In the theme park division--the company's largest and most profitable sector--Disney recently took the uncommon move of dismissing 60 middle managers at Disneyland in Anaheim and 300 at the Walt Disney Resort in Orlando, Fla. Disneyland workers said in a recent company poll that they believe penny-pinching has reduced the quality of the park for visitors.

The new retirement health rule strikes particularly hard at the 45,000 workers in Disney's theme park division, because so many started in high school or college, climbed through the ranks to middle management and are still more than a decade from age 55.

"They have been pushing people out the door for a while," said one janitor with more than 20 years of experience.

Workers were informed of the changes in February letters from Executive Vice President Sanford M. Litvack. He cited "rising health care costs and President Clinton's health care proposals" as reasons for the change.

But the path was cleared at Disneyland--Orange County's largest employer with a peak work force of 12,000 workers during the summer--in labor negotiations two years ago. Then, says another veteran janitor who is a union shop steward, the park's four major unions threw down a gauntlet when the company insisted on the option to reduce retirement health benefits: make them apply to management as well.

"When the salaried personnel found out (about the proposed contract cuts), all hell broke loose. They were flabbergasted," said the steward, who declined to be identified. "They could not believe the company would turn around and agree to such a clause in the contract. . . . That caused a stink all the way to Burbank."
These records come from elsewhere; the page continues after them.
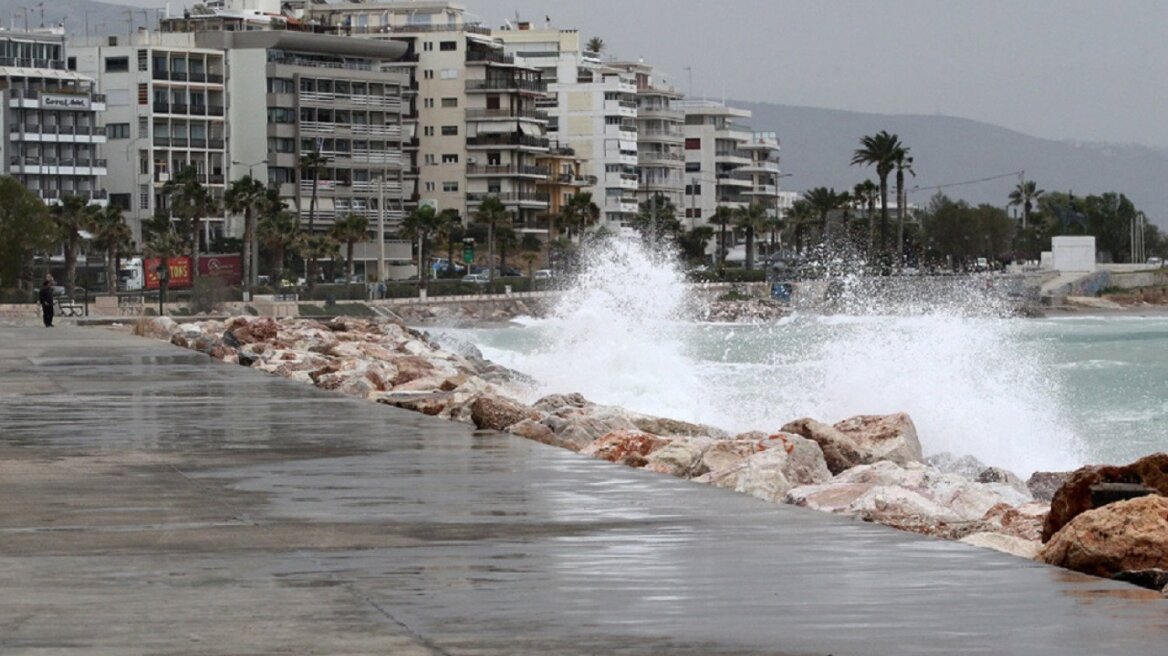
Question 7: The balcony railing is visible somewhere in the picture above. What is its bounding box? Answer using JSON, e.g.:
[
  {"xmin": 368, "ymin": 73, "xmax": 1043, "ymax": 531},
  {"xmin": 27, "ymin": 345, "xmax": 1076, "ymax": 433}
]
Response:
[
  {"xmin": 466, "ymin": 79, "xmax": 548, "ymax": 93},
  {"xmin": 466, "ymin": 165, "xmax": 551, "ymax": 177},
  {"xmin": 466, "ymin": 191, "xmax": 551, "ymax": 204},
  {"xmin": 466, "ymin": 133, "xmax": 550, "ymax": 148}
]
The supervisor who intends to quit said the cutbacks are just another example of how Disney, and Disneyland, have changed.
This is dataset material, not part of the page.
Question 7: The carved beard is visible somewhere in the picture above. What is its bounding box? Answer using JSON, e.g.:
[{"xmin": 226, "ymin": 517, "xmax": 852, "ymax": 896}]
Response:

"They have whittled away the perks that made it special," she said.

No longer do employees receive green-tinted carnations to wear on St. Patrick's Day, or red ones for Mother's Day.

But, hesitating for a moment, she said pensively: "Little by little, I have noticed all those little things."
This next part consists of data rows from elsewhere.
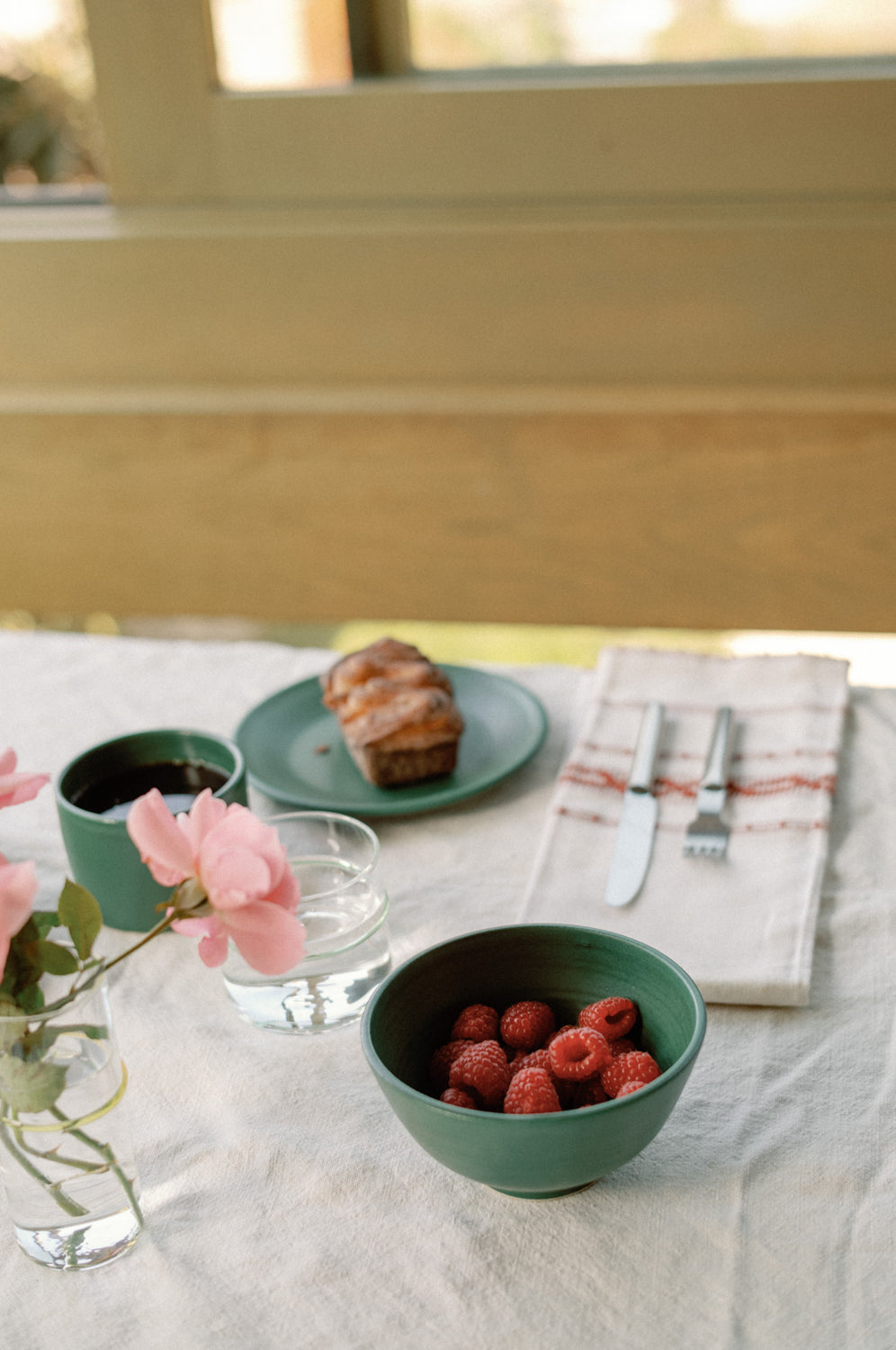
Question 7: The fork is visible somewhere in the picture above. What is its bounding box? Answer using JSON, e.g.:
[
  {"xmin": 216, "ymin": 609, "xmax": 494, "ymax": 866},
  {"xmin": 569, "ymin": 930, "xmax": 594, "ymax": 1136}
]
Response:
[{"xmin": 685, "ymin": 707, "xmax": 733, "ymax": 858}]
How Old, New Plans Compare

Walt Disney Co. has made it harder for its workers to become eligible for company-provided health care when they retire. Hourly employees with at least 20 years of service have until July 1 to decide whether to quit in order to qualify under the old rules.

OLD PLAN

* Benefits provided to workers who complete

20 years of service and 30,000 credited hours

on the job

* Coverage begins upon retirement at age 62

NEW PLAN

* Benefits provided to workers who complete 20 years of service and 30,000 credited hours on the job and work for the company until at least age 55

* Coverage begins upon retirement at age 65

WHO MIGHT BE AFFECTED AT DISNEYLAND

* More than a third of the Disneyland work force, 37.8%, are full time. The rest are part time or temporary.

* Full-time employees have a median age of 36, higher than the overall park median age of 24. The work force is equally divided between men and women.

* Four in 10 Disneyland employees are the primary wage earners in their households.

* Full-time employees stay with Disneyland for an average of seven years. The median for the whole park is three years.